Pasaron por la sombrerería oscurecida, salieron por la puerta trasera y subieron la escalera. A Gandy nunca le había llevado tanto tiempo subir. Con Willy en brazos, acomodándose al paso de Agatha, la vio subir con dificultad, aferrándose con fuerza a la baranda. Entretanto, se sorprendió recordando su juventud en Waverley: sano, fuerte y rodeado de todo el amor y la seguridad que un niño necesitaba para crecer feliz. En el rellano, Agatha abrió la puerta y entró primera, en una oscuridad total.
– Espere aquí. Encenderé una lámpara.
Gandy se quedó quieto, escuchando los pasos de Agatha arrastrándose y a Willy que lloraba contra su cuello.
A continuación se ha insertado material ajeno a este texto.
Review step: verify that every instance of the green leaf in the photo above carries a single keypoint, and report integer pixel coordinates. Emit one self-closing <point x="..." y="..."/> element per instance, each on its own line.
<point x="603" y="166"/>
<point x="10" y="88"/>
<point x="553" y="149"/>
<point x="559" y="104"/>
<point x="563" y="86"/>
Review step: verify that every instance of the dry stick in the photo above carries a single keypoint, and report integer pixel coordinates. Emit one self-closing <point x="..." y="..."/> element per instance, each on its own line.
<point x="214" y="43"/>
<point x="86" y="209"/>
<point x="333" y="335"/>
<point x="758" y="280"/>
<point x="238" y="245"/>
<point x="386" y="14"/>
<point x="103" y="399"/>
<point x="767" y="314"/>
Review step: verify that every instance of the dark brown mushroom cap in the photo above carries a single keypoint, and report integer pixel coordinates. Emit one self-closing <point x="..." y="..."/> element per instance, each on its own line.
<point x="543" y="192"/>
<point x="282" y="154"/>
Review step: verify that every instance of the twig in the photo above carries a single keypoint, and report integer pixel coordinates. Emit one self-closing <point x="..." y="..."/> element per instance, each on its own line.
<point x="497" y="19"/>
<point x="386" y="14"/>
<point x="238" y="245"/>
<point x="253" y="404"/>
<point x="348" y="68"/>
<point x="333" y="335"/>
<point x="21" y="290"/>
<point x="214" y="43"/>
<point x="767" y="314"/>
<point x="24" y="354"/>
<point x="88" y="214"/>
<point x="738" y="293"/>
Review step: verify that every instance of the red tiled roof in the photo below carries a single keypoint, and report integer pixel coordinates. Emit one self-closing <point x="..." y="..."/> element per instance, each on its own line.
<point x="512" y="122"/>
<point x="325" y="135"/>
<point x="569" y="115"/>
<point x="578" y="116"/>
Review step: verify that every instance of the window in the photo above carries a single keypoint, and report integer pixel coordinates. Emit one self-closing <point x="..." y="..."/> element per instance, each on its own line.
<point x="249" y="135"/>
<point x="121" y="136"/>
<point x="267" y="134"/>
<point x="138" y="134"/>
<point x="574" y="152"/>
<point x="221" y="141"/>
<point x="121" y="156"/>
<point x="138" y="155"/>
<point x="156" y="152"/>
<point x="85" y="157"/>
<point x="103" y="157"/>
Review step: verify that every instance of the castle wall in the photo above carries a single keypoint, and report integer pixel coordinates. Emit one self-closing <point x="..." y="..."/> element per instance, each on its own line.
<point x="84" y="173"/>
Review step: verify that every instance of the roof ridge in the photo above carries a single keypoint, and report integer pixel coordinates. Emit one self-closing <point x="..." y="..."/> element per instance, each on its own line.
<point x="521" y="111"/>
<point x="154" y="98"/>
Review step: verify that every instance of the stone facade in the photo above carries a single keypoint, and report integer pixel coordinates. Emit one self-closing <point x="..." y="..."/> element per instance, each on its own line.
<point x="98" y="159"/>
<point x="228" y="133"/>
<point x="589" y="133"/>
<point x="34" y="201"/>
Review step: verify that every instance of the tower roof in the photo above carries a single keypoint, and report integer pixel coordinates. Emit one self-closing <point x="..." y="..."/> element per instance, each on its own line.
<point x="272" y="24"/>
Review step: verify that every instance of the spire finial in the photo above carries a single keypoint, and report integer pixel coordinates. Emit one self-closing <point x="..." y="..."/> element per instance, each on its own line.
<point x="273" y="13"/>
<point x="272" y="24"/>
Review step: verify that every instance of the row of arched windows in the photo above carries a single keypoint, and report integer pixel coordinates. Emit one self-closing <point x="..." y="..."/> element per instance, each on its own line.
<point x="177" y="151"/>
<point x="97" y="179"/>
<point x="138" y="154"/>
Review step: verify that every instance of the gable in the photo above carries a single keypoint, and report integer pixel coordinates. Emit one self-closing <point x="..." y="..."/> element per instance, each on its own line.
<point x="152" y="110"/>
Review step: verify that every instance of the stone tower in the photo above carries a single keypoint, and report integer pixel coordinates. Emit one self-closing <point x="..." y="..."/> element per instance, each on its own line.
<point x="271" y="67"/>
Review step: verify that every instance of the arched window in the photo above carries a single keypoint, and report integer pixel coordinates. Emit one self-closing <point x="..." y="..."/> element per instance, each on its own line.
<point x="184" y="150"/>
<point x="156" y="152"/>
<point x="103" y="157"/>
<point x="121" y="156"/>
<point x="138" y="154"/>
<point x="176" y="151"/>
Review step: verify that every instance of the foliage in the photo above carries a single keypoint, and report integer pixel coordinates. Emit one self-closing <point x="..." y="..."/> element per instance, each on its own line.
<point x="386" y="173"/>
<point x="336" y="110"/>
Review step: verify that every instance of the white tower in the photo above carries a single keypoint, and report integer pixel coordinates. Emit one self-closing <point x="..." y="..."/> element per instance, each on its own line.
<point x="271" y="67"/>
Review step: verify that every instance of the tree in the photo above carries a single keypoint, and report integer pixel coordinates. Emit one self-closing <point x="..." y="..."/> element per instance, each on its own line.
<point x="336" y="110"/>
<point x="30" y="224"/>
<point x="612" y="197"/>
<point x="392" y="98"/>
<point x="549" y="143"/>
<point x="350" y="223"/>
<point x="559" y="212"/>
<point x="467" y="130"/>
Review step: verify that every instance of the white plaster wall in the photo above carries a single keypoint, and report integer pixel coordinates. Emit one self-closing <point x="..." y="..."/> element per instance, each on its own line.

Una lámpara se encendió en mitad de un cuarto de las proporciones de una caja de fósforos. Gandy casi no tuvo tiempo de formarse una idea cuando volvió a hablar.
– Tráigalo aquí.
Apoyó al niño en la mesa plegadiza más diminuta que hubiese visto.
– Si le pido otro favor, será el último. -Le alcanzó un balde esmaltado de blanco-. ¿Podría llenar esto, por favor?
Corrió escaleras abajo y llenó el balde con agua del barril que estaba bajo los escalones. Cuando subía otra vez con el cubo pesado, pensó en Agatha en lugar de pensar en el chico. Si le resultaba difícil subir con las manos vacías, ¿cómo se las arreglaría con un cubo de agua?
Cuando volvió, Willy estaba más tranquilo. Los dos conversaban en voz baja. Apoyó el balde en un banco bajo, junto al fregadero seco y cuando se volvió vio que Agatha enjugaba los párpados inferiores del pequeño con los pulgares. Gandy se acercó y contempló la cabeza rubia y los hombros angostos. La suciedad de Willy era innegable. El pelo, la ropa, las uñas, el cuello, a todo le hacía falta más que un balde de agua fría. Los ojos de Gandy se toparon con los de Agatha y comprendió que estaba pensando lo mismo.
– Ahora, nos ocuparemos de ese golpe en tu cabeza.
Se dio la vuelta y agarró un trapo de un toallero que estaba en la pared, lo echó sobre el hombro y volcó un poco de agua en la palangana. El agua chapoteó casi hasta el borde cuando la llevó hasta la mesa. Gandy se quedó ahí, de pie, sintiéndose demasiado grande e inútil, al verla sumergir el paño, estrujarlo y aplicarlo a la frente de Willy.
El niño se echó atrás, gimiendo.
– Ya sé que duele. Tendré cuidado.
Gandy se apoyó colocando una palma sobre la mesa, junto a Willy, y le habló:
– Me acuerdo de una vez, cuando yo tenía más o menos tu edad, tal vez un poco más. Donde yo vivía había un río. El Tombigbee, se llamaba. Mi amigo y yo solíamos nadar ahí en el verano. Era en la zona del Mississippi, y ahí hace mucho calor en mitad del verano. -Acentuó «mi», en «mitad», cosa que hizo alzar la vista y sonreír a Agatha-. De hecho, hace tanto calor que a veces ni nos deteníamos a quitarnos los pantalones. Nos tirábamos con ropa y todo. En la época de la que hablo, Cleavon y yo… -Dirigiéndose a Agatha, le aclaró-: Cleavón es el verdadero nombre de Ivory. -Volvió la atención al niño-. Bueno, el caso es que Cleavon y yo corríamos hacia el río a toda velocidad. Nos tiramos de cabeza al agua y yo me golpeé contra una roca y me hice un huevo de ganso en la frente del tamaño de tu puño. Tienes puño, ¿no es cierto?